To cool the air from your room it would be most efficient to use an 8" heat exchanger, even better would be to use two 8" heat exchangers piggy-backed for greater surface area which equates to more efficient cooling via heat exchange.

Did you write that you have a rez? A rez for what? And you wrote the water stays at 30-40'F? Do you use a chiller to keep it so cold?

If you already have a water chiller cooled rez that you can use, then you may be good to go. Just buy at least one 8" (or 6") heat exchanger; but two would be better. You can piggy-back the two heat exchangers so you only need to buy/use one fan for both heat exchangers.

If you use two piggy-backed heat exchangers then all you do is use the outlet hose from the 1st heat exchanger as the inlet hose for the 2nd heat exchanger, and the outlet hose from the 2nd heat exchanger goes back to the rez.

Using two piggy-backed heat exchangers is not only better for greater surface area for cooling (i.e., heat exchange), but also will help prevent condensation on the heat exchangers due to how cold your rez water is. If you used only one heat exchanger with 30-40'F water in 75-80'F room I bet you would get condensation...

If you use a water chiller to cool your rez already what is its rated BTU?
 

sunnydog

Drip King
Veteran
DIY

DIY

You can make this type of thing real easy.....
It is really just a radiator/ heater core from a small car, box it in and you're ready to go!
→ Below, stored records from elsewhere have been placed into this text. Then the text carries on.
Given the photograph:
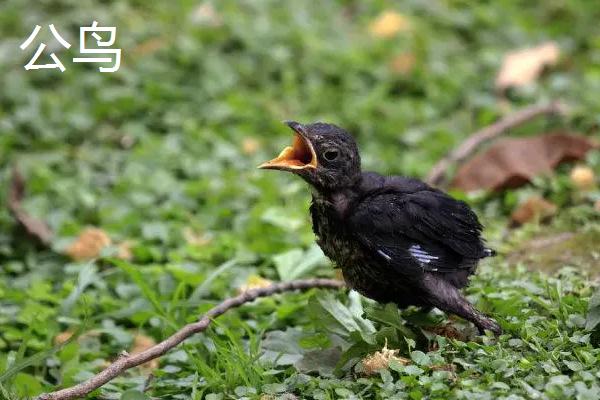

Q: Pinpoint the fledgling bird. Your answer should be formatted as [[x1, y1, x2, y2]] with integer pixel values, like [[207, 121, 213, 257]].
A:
[[259, 121, 502, 335]]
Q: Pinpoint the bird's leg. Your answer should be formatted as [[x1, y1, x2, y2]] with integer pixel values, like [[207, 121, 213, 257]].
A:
[[423, 274, 502, 335]]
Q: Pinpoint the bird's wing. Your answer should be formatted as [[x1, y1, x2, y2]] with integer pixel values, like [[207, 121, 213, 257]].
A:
[[349, 189, 486, 272]]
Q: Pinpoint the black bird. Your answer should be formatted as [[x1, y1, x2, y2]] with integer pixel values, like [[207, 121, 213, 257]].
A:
[[259, 121, 502, 335]]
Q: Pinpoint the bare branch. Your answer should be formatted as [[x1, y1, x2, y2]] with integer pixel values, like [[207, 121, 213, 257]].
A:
[[427, 101, 565, 186], [38, 279, 344, 400]]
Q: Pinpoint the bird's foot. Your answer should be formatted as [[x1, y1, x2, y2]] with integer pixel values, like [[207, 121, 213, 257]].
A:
[[475, 317, 502, 336]]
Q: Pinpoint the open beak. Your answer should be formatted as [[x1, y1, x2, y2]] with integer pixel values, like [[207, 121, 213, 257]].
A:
[[258, 121, 317, 171]]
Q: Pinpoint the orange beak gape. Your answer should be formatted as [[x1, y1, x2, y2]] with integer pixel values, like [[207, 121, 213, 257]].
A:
[[258, 132, 317, 171]]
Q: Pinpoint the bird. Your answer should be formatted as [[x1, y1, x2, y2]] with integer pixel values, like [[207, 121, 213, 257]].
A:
[[258, 121, 502, 335]]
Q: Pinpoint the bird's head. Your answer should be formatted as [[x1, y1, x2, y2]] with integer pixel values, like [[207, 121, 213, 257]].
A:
[[259, 121, 360, 190]]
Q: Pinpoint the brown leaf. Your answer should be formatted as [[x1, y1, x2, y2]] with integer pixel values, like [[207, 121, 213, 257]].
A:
[[191, 1, 223, 27], [65, 228, 112, 261], [570, 166, 596, 190], [54, 330, 73, 346], [496, 42, 560, 90], [8, 167, 54, 245], [237, 275, 273, 293], [369, 11, 411, 38], [510, 196, 557, 226], [182, 227, 212, 247], [129, 334, 159, 372], [452, 133, 598, 191], [361, 342, 410, 376]]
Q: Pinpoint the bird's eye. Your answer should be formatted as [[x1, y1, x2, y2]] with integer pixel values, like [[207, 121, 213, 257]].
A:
[[323, 150, 339, 161]]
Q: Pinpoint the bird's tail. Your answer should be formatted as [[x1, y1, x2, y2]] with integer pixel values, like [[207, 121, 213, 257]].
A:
[[483, 248, 496, 257]]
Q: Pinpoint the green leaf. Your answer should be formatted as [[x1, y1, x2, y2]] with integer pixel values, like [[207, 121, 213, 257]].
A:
[[308, 293, 375, 338], [12, 372, 43, 397], [120, 389, 148, 400], [585, 288, 600, 331], [110, 258, 167, 317], [273, 245, 327, 281]]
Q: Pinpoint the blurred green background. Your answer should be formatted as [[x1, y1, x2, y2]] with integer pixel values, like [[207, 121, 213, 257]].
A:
[[0, 0, 600, 398]]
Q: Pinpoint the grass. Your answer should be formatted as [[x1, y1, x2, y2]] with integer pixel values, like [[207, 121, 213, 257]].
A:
[[0, 0, 600, 400]]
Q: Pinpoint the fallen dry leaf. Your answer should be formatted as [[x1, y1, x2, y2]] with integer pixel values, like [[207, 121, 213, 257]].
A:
[[65, 228, 112, 261], [496, 42, 560, 90], [510, 196, 557, 226], [361, 342, 410, 376], [191, 1, 223, 27], [390, 53, 417, 75], [182, 227, 212, 246], [452, 133, 598, 192], [129, 334, 159, 372], [54, 330, 73, 346], [369, 11, 411, 38], [7, 167, 53, 245], [237, 275, 273, 293], [570, 166, 596, 190]]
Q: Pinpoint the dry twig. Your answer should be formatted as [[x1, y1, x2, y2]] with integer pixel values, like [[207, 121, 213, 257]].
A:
[[427, 101, 565, 186], [38, 279, 344, 400]]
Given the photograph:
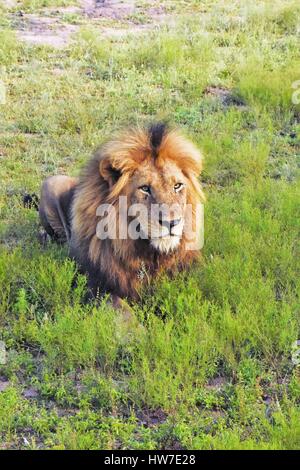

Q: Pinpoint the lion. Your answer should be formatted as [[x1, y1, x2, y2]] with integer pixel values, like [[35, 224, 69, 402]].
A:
[[39, 123, 205, 305]]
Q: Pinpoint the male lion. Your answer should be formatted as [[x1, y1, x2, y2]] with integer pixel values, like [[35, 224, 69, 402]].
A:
[[39, 123, 204, 305]]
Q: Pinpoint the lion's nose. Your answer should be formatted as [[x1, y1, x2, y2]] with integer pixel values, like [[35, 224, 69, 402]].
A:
[[159, 217, 181, 232]]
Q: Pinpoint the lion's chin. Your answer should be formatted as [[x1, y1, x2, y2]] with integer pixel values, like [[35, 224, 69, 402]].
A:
[[150, 236, 180, 253]]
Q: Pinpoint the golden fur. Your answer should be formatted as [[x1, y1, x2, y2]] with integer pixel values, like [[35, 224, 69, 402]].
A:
[[38, 124, 204, 298]]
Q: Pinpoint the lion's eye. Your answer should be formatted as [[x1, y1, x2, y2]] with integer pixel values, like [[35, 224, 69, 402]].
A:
[[139, 184, 151, 194], [174, 183, 183, 193]]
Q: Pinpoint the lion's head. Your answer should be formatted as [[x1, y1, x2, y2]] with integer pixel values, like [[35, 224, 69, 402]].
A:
[[99, 124, 203, 253], [71, 124, 204, 293]]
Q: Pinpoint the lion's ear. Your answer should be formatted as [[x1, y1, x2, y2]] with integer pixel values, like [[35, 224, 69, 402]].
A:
[[99, 158, 121, 188]]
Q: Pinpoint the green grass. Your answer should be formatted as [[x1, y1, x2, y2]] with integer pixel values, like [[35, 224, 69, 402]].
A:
[[0, 0, 300, 449]]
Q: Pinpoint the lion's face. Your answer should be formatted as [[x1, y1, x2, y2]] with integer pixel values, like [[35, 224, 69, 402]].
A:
[[99, 125, 202, 253], [126, 160, 187, 253]]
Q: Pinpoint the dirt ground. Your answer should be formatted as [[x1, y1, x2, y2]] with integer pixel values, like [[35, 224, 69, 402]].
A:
[[4, 0, 170, 48]]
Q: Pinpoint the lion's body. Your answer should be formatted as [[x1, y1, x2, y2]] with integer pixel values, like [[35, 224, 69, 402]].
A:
[[40, 124, 202, 298]]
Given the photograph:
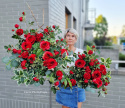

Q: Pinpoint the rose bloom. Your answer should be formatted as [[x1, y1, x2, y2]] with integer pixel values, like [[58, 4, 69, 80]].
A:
[[28, 54, 36, 64], [92, 70, 101, 79], [16, 29, 23, 36], [17, 49, 22, 54], [85, 66, 91, 73], [44, 29, 49, 33], [70, 70, 74, 74], [21, 42, 32, 51], [60, 48, 68, 55], [26, 35, 36, 44], [83, 73, 91, 80], [52, 25, 55, 29], [19, 17, 23, 22], [24, 33, 30, 38], [54, 50, 59, 55], [78, 54, 86, 59], [15, 24, 19, 28], [88, 50, 93, 55], [92, 78, 102, 88], [43, 51, 53, 60], [35, 33, 43, 42], [21, 60, 27, 69], [13, 49, 18, 54], [100, 65, 106, 71], [58, 76, 62, 80], [70, 79, 76, 86], [40, 41, 50, 51], [75, 59, 86, 68], [21, 51, 29, 58], [56, 70, 63, 76], [92, 45, 95, 48], [54, 81, 59, 86], [84, 79, 88, 83], [43, 58, 58, 69]]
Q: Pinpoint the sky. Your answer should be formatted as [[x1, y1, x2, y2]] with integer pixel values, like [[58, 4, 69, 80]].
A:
[[89, 0, 125, 36]]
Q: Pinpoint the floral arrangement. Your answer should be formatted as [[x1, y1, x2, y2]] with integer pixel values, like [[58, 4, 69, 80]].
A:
[[58, 45, 111, 96], [2, 8, 111, 95]]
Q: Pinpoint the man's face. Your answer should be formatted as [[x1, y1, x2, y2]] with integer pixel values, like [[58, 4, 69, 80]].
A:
[[64, 32, 77, 45]]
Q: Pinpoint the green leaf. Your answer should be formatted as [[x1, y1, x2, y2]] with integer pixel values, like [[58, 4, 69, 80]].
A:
[[2, 57, 10, 63], [12, 34, 21, 39], [86, 45, 92, 51], [45, 70, 51, 75], [6, 64, 11, 70], [11, 60, 19, 67], [101, 57, 105, 63], [23, 30, 29, 34], [36, 49, 43, 57], [4, 46, 8, 49], [34, 82, 40, 87], [64, 79, 67, 86], [14, 70, 19, 75]]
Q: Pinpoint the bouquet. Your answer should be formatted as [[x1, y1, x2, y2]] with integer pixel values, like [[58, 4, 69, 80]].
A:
[[2, 12, 72, 93], [2, 7, 111, 95], [58, 45, 111, 96]]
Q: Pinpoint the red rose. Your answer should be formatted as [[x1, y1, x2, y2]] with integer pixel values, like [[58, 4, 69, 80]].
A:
[[83, 73, 91, 80], [100, 65, 106, 71], [102, 70, 107, 75], [15, 24, 19, 28], [28, 54, 36, 64], [89, 62, 94, 66], [69, 70, 74, 74], [18, 55, 21, 58], [16, 29, 23, 36], [40, 41, 50, 51], [26, 35, 36, 44], [17, 49, 22, 54], [35, 33, 43, 42], [60, 48, 68, 55], [44, 29, 49, 33], [92, 45, 95, 48], [22, 12, 25, 15], [43, 51, 53, 60], [54, 50, 59, 55], [78, 54, 86, 59], [13, 49, 18, 54], [21, 42, 32, 51], [21, 51, 29, 58], [21, 60, 27, 69], [70, 79, 76, 86], [88, 50, 93, 55], [61, 38, 63, 41], [8, 48, 11, 51], [19, 17, 23, 22], [58, 76, 62, 81], [75, 59, 86, 68], [56, 40, 59, 43], [92, 70, 101, 79], [52, 25, 55, 29], [92, 78, 102, 88], [85, 66, 91, 73], [54, 81, 59, 86], [43, 58, 58, 69], [105, 82, 108, 86], [33, 77, 39, 81], [24, 33, 30, 38], [56, 70, 63, 76], [84, 79, 88, 83]]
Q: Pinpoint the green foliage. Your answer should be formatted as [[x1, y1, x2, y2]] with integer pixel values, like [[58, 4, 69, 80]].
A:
[[119, 53, 125, 67]]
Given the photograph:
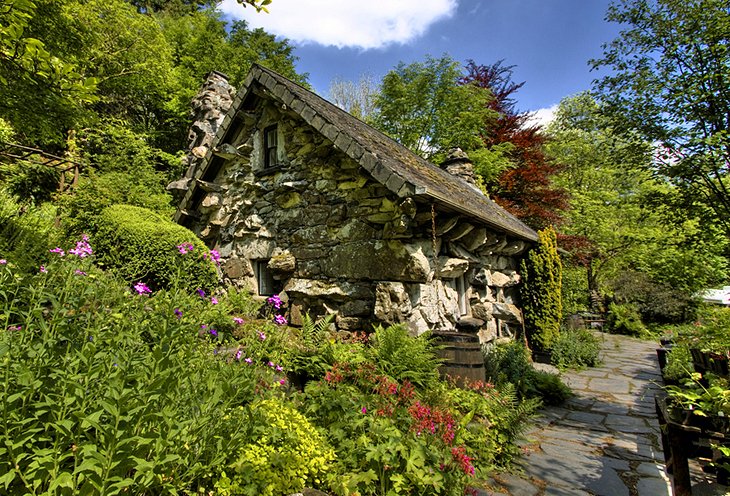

It will de- humidify, also, so provide for condensate runoff.

I have a thread on how I did this many many years ago.

But, depending on the cost, may not be worth it, unless you got the parts lying around.

SD:tiphat:
 

vaped

Active member
Think of something radical. Im thinking of running several heat exchangers of geocooled rezes . If I take 55 gallon drums bury them like 6 feet deep with a pump and drain tube how much heat would the ground take out of my water. If the pumps only kicked on when my lights did at night that would give my res time to cool back off to 54 deg. the average temp under 6 foot of soil in my area. It shure would give my air conditioners a break. I have also seen great room heat exchangers made by strapping box fans to car radiators. any input on my ideas is well apreciated.